はなひらかねど

序章 はな ゑひもせず

 ――ああ、面倒臭い。

 目の前に広がる光景に、咲子はうんざりしきっていた。さすがにそれを表に出すことはしないが、ただただ、この愛想笑いと媚のセール会場――いわゆる合コンという状況から離れたい思いでいっぱいだった。
 本来、咲子は合コンなど好きではない。それどころか、むしろ嫌いだ。
 けれど、その咲子がこの場所に来なくてはならなくなったのは、ひとえに双子の妹である妙子の所為だった。

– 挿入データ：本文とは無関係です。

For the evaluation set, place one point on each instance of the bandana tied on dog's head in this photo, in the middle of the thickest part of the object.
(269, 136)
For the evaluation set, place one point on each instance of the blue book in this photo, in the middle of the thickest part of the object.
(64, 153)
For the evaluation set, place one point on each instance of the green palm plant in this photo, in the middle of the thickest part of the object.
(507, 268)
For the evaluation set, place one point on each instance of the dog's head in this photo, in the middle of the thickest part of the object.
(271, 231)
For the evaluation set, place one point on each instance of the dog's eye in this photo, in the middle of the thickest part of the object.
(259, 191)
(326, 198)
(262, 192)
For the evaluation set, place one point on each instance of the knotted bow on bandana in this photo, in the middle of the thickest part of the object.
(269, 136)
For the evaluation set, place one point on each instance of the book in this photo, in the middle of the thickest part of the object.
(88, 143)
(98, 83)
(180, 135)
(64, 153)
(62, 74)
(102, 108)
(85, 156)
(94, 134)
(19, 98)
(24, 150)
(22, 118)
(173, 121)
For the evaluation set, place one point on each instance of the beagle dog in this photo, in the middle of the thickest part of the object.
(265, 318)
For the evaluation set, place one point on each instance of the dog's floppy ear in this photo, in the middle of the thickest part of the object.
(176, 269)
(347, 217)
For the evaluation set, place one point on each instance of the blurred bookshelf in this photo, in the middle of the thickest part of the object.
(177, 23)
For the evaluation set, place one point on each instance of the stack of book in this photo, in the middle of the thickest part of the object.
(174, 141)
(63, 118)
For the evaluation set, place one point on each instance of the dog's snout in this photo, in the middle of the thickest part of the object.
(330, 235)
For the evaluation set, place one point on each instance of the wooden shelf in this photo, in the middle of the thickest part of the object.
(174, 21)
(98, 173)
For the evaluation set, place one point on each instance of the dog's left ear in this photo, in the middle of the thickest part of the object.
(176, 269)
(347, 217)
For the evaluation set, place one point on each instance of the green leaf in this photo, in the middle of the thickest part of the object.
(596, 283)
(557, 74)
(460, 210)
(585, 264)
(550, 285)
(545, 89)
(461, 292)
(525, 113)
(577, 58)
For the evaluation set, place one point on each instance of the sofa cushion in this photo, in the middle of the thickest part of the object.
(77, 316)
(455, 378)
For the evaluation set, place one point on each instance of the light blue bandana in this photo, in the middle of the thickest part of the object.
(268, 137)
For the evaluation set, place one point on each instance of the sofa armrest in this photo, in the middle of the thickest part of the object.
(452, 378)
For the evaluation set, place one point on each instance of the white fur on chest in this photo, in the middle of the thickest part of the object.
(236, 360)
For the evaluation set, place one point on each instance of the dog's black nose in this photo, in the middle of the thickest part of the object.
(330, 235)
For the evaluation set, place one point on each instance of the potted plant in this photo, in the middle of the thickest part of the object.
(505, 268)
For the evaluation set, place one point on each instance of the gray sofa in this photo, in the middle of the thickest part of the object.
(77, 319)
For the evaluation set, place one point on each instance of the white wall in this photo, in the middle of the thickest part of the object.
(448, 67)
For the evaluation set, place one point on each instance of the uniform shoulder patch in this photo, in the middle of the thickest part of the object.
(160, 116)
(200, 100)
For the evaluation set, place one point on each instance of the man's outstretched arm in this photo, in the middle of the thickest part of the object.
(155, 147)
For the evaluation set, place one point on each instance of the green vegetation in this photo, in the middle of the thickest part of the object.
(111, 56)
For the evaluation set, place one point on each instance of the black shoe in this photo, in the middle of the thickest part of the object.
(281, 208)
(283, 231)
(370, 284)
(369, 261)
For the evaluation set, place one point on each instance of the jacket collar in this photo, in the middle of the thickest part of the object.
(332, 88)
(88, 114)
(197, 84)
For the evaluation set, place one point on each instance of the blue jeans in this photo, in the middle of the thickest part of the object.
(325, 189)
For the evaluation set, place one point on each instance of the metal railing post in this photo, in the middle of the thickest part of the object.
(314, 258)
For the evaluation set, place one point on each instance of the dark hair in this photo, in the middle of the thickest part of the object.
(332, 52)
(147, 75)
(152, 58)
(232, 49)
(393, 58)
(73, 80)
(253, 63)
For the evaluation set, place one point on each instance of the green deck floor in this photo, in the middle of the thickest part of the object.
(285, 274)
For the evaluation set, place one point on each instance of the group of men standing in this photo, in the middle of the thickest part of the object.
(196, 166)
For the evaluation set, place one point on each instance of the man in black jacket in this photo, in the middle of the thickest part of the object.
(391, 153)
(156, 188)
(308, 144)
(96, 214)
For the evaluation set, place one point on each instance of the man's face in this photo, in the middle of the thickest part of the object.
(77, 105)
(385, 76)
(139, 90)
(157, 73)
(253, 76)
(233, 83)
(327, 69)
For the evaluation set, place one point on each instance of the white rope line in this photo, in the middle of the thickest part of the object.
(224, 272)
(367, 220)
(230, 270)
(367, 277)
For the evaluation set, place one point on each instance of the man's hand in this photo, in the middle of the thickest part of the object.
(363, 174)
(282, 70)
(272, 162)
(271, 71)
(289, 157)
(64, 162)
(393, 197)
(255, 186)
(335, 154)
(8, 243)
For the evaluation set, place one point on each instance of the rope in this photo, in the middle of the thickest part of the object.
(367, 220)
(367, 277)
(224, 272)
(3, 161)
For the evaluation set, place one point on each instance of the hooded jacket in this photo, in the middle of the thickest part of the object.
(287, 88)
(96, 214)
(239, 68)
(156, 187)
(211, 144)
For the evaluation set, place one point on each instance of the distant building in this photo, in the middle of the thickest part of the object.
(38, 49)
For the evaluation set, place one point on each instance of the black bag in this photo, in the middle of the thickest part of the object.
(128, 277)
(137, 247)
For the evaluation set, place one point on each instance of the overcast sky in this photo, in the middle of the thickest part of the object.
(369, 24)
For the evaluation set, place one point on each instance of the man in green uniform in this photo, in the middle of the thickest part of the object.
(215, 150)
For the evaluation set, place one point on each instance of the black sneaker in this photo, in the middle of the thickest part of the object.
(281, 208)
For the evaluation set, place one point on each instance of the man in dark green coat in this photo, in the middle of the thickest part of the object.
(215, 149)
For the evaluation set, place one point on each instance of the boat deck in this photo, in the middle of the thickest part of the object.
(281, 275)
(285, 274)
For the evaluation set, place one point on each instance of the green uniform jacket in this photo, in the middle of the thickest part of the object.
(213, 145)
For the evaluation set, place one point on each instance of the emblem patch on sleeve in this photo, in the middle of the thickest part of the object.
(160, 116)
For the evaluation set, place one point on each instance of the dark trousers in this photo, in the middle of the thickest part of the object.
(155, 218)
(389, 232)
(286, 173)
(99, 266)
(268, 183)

 数日前、どうしてもあと一人足りないのだと、高校時代の友人が、妙子に電話を掛けてきた。だが妙子には、どうしても外せない用事があったらしい。いつもならば、嬉々として参加するのだろうが、残念そうな声を上げていたのを覚えている。
 しかし、そのすぐ後にとんでもないことをその友人に言ってのけたのだった。
「ごめんねぇ。行きたいけど無理そうだから、代わりにサキを行かせるわ」
 何を勝手なことを、と反論する前に、妙子はさっさと話を終わらせ、電話を切っていた。
「アンタ、何やってくれてんの?」
「どうせ暇でしょ? 家にいたって本読んでるかレポート書いてるくらいじゃなぁい」
「合コンなんかより、そっちの方がよっぽど有意義だわ」
 あまりにもこちらの都合を考えない妙子の行動に、怒りを通り越して呆れてしまう。そもそも、怒っても無駄に体力を消耗するだけだと咲子は知っていた。妙子は昔から他人を振りまわすことが得意なのだ。しかも、本人には悪意がないから余計に性質が悪い。
 咲子にとって妙子という存在は、身内でなければあまり関わり合いになりたくないタイプの人間だった。
「でもさぁ、キョウちゃん本っ当に困ってたのよぉ? 友達が困ってたら、助けるのが友情ってもんじゃなぁい?」
 こんな台詞も端から聞いていると、ただ都合良く言い訳しているように聞こえるのだが、妙子の場合は本当にそう思って言っている。目の前の困っている人を助けたいという、実に純粋な親切心なのだ。が、その際に犠牲になるのは妙子自身ではなく、周りにいる近しい人間であり、特に咲子はその対象になることが多かった。
 妙子がもう少し思慮深く、自分自身の慈悲深い行動によって周りにもたらす影響などが考えられたならば、そうはならなかっただろう。しかし、幸か不幸か――咲子にとっては確実に不幸なのだが――妙子には目の前の問題を処理することで精一杯、という能力しか備えていなかった。
 そして更に不運なのは、そういった迷惑を被る状況になったとしても、咲子にはそれを切り抜けられるには充分な判断力や思考力、実行力などがあったことだろう。
 今までにも妙子の安請け合いで、本来やるはずではなかった仕事を手伝わされたり、足りない人員の補充要員にされたりもしたのだが、咲子はもともと何事も器用にこなす為にさほど困難な事態に陥ったことがない。反対に安請け合いした張本人である妙子は、不器用で鈍臭いので、手伝う分だけ邪魔になったりもする。
 結果、妙子は大した仕事もせず、簡単で誰にでもできる仕事を回され、咲子の方には難解で手間のかかる作業が回ってくるのだった。
 しかし、そういった仕事をやらされる破目になるならまだいい。事務的な仕事はけして嫌いではないし、終わった後に達成感もあり、時にはそれなりの見返りさえある。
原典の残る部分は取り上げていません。